QDI systems can also be easily used to bridge different synchronous clock domains to one another, the so-called Gals (globally asynchronous, locally synchronous) systems. Design reuse or improvement of clockless systems is trivial. The rate-independent nature of the designs means that blocks can be incrementally replaced or upgraded, and the surrounding blocks will automatically synchronize with the new element. There is no clock tree to resynthesize, no adjustment required to the block to be able to operate at the system's master frequency, etc.
Clockless design approaches aren't as difficult to use as they once were. While not supported as seamlessly as traditional synchronous systems, there are emerging sets of design tools supporting clockless designers. Although many approaches involve new languages or programming styles, not all are unfamiliar to clocked designers.
The clockless design approach we use at Theseus is called Null Convention Logic and is based on VHDL for RTL design entry and simulation.
Designers write code similar to what they are familiar with in clocked designs; a commercial synthesis tool, such as Design Compiler from Synopsys Inc. (Mountain View, Calif.) or Merlin from FTL Systems Inc. (Rochester, Minn.) is used to synthesize the gate-level circuits, which can then be placed and routed. Some of the current limitations associated with this approach are being addressed through enhancements to the VHDL language and are being considered for adoption as changes by the IEEE VHDL steering committee, as part of the VHDL-2004 specification process.

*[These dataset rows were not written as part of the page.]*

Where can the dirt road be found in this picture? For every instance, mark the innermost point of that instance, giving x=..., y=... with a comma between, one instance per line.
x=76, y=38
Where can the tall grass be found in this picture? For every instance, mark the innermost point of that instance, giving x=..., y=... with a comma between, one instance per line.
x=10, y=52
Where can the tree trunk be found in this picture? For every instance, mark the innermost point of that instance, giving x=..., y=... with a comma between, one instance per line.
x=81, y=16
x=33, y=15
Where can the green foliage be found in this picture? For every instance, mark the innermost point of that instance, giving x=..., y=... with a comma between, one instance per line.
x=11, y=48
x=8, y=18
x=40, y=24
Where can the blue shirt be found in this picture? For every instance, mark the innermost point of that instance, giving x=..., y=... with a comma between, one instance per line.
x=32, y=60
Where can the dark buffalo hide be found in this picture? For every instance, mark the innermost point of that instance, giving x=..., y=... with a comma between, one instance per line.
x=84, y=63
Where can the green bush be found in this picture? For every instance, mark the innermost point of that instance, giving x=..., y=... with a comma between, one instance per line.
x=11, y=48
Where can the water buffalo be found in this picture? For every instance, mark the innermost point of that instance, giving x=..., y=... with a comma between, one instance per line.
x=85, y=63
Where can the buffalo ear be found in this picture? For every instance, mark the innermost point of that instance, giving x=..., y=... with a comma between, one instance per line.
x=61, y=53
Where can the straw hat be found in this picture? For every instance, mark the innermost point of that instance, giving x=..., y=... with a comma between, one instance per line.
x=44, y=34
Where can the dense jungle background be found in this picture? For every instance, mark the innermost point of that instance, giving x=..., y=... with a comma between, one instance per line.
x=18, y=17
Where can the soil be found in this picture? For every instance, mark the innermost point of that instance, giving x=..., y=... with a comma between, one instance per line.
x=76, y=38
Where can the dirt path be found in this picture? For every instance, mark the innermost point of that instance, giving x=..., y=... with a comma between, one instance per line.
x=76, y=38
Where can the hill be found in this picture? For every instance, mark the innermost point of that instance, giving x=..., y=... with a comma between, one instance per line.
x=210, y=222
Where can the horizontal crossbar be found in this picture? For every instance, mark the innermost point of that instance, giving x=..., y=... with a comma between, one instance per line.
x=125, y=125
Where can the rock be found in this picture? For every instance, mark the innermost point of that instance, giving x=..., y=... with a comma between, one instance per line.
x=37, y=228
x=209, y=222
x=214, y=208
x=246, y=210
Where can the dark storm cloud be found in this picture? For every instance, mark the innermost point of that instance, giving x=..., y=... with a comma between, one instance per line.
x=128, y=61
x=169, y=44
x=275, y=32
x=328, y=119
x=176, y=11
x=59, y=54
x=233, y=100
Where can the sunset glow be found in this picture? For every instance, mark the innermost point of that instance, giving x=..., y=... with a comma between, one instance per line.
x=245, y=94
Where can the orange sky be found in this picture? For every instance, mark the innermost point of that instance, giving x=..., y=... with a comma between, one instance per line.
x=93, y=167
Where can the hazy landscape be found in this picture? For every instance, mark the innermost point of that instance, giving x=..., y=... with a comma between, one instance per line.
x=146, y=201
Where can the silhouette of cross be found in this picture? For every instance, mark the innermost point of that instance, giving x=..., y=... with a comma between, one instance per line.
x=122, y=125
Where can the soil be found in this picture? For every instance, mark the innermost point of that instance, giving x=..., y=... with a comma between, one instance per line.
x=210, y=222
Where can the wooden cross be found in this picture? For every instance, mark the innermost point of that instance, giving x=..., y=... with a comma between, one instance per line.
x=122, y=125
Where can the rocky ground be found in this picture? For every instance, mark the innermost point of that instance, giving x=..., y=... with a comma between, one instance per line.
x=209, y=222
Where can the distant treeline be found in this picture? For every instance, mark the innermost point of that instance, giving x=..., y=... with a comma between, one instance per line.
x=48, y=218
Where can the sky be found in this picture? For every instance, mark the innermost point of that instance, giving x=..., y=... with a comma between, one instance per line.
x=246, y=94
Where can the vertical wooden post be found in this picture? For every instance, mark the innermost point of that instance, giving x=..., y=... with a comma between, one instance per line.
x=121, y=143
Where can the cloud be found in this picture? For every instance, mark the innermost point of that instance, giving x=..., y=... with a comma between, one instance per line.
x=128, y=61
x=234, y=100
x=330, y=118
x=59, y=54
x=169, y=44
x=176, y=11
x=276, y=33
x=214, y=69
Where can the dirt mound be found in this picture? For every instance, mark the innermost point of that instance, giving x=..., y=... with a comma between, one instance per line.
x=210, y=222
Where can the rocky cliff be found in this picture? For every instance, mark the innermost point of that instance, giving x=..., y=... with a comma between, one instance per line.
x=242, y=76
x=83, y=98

The same approach has been used by Honeywell International (Morristown, N.J.) and by Medtronic Inc. (Minneapolis) in embedded medical applications. Theseus designers have used Null Convention Logic to develop more than 20 first-pass ASICs, including the HCL08GP32 microcontroller, a clockless, low-power version of Motorola Inc.'s forthcoming 8-bit HCS08 microcontroller core.
Ryan Jorgenson is vice president of engineering at Theseus Logic Inc. (Orlando, Fla.).